Contract could land Western University tech on the moon

Western University's Institute for Earth and Space Exploration has received a multi-million dollar grant to develop an integrated vision system for rovers in space.

The Canadian Space Agency contract is worth more than $690,000

Jayshri Sabarinathan (left), associate director of training and education at Western's Institute for Earth and Space Exploration, and Gordon Osinski were among the team who was successful in receiving a contract from the Canadian Space Agency. (Submitted by Jeffrey Renaud)

Western University has been awarded a multi-million dollar contract by the Canadian Space Agency (CSA) to build a high-tech camera that may be used on rovers for future missions on the moon.

"A lot of people don't know about London, Ontario and Western really becoming an epicentre for space research in Canada and internationally," said Gordon Osinski, director of Western University's Institute for Earth and Space Exploration.
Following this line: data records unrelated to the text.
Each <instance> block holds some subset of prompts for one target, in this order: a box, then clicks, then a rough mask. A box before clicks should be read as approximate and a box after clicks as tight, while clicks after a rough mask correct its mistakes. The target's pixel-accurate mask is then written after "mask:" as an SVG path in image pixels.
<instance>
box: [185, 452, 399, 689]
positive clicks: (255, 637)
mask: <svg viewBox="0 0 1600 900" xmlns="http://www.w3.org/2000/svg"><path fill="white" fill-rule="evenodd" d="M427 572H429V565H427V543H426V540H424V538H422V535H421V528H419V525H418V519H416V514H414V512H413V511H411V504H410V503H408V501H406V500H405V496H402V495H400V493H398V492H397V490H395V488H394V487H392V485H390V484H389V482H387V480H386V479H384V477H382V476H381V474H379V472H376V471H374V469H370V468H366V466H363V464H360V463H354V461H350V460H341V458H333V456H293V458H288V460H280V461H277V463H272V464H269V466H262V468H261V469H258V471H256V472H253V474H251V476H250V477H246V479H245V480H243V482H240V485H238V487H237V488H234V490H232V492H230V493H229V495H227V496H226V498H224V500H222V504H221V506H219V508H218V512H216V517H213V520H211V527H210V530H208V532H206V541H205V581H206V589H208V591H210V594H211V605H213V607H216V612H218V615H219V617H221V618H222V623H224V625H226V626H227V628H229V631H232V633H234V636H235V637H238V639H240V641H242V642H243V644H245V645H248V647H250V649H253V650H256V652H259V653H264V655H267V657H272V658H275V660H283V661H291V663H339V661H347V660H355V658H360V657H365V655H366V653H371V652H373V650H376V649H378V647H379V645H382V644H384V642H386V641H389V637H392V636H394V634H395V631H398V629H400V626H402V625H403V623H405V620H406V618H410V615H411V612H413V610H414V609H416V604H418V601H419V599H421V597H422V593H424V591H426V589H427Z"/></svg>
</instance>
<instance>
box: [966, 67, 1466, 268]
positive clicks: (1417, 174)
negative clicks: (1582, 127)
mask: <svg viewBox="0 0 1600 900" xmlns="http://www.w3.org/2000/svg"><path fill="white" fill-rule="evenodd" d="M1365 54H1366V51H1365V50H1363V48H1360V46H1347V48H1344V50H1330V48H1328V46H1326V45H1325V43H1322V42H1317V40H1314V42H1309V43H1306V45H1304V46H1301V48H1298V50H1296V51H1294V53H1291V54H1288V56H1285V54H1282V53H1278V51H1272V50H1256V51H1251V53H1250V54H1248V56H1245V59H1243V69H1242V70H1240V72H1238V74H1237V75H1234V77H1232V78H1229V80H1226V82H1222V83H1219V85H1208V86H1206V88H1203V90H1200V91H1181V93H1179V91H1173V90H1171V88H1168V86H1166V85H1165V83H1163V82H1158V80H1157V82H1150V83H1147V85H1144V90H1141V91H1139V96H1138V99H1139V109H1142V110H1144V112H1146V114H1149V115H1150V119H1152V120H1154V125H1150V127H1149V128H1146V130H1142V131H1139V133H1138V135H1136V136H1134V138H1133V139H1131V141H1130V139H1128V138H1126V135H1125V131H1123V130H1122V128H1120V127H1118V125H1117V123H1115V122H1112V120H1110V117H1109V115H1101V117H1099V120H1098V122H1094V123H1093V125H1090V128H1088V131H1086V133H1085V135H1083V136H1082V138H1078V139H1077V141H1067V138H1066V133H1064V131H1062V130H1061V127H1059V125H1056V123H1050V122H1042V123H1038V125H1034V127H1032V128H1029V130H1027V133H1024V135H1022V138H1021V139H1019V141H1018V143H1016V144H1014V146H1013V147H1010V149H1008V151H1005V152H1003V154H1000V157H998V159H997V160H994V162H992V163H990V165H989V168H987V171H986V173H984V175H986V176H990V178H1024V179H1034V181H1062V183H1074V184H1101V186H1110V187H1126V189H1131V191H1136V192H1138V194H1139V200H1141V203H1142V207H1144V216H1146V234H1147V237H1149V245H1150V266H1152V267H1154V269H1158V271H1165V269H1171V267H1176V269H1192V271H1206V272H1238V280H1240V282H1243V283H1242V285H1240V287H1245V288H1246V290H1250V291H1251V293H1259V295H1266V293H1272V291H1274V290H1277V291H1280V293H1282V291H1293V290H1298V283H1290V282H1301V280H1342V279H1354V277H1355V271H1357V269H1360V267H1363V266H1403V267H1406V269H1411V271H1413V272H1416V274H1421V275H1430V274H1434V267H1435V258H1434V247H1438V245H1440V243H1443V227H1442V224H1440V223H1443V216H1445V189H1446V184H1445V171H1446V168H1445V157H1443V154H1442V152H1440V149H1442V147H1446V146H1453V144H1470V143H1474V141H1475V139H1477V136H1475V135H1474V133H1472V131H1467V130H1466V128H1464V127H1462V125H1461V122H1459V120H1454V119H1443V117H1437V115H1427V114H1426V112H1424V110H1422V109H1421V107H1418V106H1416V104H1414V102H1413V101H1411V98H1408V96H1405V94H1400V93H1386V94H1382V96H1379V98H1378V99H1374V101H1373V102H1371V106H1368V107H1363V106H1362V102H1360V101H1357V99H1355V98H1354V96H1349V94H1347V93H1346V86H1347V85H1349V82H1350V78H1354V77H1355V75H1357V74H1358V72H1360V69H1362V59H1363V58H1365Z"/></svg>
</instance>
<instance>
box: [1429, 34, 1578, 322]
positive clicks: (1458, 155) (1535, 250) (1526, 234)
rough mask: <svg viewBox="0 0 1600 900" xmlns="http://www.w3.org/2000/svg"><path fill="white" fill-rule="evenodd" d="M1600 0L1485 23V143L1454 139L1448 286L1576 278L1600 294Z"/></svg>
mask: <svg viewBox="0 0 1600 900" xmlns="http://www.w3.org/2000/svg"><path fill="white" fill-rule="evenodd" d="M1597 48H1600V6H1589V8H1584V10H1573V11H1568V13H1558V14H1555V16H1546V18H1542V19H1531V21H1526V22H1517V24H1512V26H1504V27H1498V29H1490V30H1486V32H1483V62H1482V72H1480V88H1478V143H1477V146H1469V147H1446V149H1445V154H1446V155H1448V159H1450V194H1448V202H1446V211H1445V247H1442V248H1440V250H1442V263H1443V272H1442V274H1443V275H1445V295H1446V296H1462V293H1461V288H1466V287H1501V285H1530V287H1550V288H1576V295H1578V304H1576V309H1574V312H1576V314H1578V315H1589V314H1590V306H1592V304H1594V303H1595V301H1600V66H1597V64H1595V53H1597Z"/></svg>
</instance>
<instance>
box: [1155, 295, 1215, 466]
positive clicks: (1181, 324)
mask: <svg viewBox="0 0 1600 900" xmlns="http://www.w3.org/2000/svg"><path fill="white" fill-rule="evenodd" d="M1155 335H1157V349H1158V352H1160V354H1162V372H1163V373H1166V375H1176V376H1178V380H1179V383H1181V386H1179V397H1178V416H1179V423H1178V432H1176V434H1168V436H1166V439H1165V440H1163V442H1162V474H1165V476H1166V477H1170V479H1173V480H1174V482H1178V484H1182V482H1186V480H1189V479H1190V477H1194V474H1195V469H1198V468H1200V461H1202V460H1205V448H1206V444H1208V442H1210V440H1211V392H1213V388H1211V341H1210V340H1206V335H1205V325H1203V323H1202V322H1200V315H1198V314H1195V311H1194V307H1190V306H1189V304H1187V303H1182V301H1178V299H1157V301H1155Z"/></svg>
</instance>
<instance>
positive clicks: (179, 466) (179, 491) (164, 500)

The camera, otherwise known as an integrated vision system, will be able to capture shorter and longer wavelengths compared to a typical smartphone camera, allowing researchers to get a better look at the composition of the moon's surface.

In addition, it will also have a Light Detection and Ranging component to help researchers explore the moon at night and areas where there are shadows.

"Some of the most scientifically interesting places on the moon are these permanently shadowed regions near both poles where we think there might be water hiding away," Osinski said.

Under the 18-month contract, the CSA will provide $690,123 toward the initial design and development of the high-tech camera.

Osinski said one of the challenges researchers will have to figure out is how the camera will survive getting to and staying on the moon's surface.

"Anything you send to another planet has to withstand the extreme temperatures and radiation, so that really doubles and triples the price you might think of for something here on Earth," he said.

"We really are only talking about a few years until we see lots of robots and eventually, humans back on the surface of the moon," he added.

The project is funded through the CSA's Lunar Exploration Accelerator Program, where $150 million has been allocated over the next five years to help businesses and post-secondary institutions create new technologies that can be used in lunar orbit or on the moon's surface.

So far, seven contracts have been awarded worth a total of $4.36 million.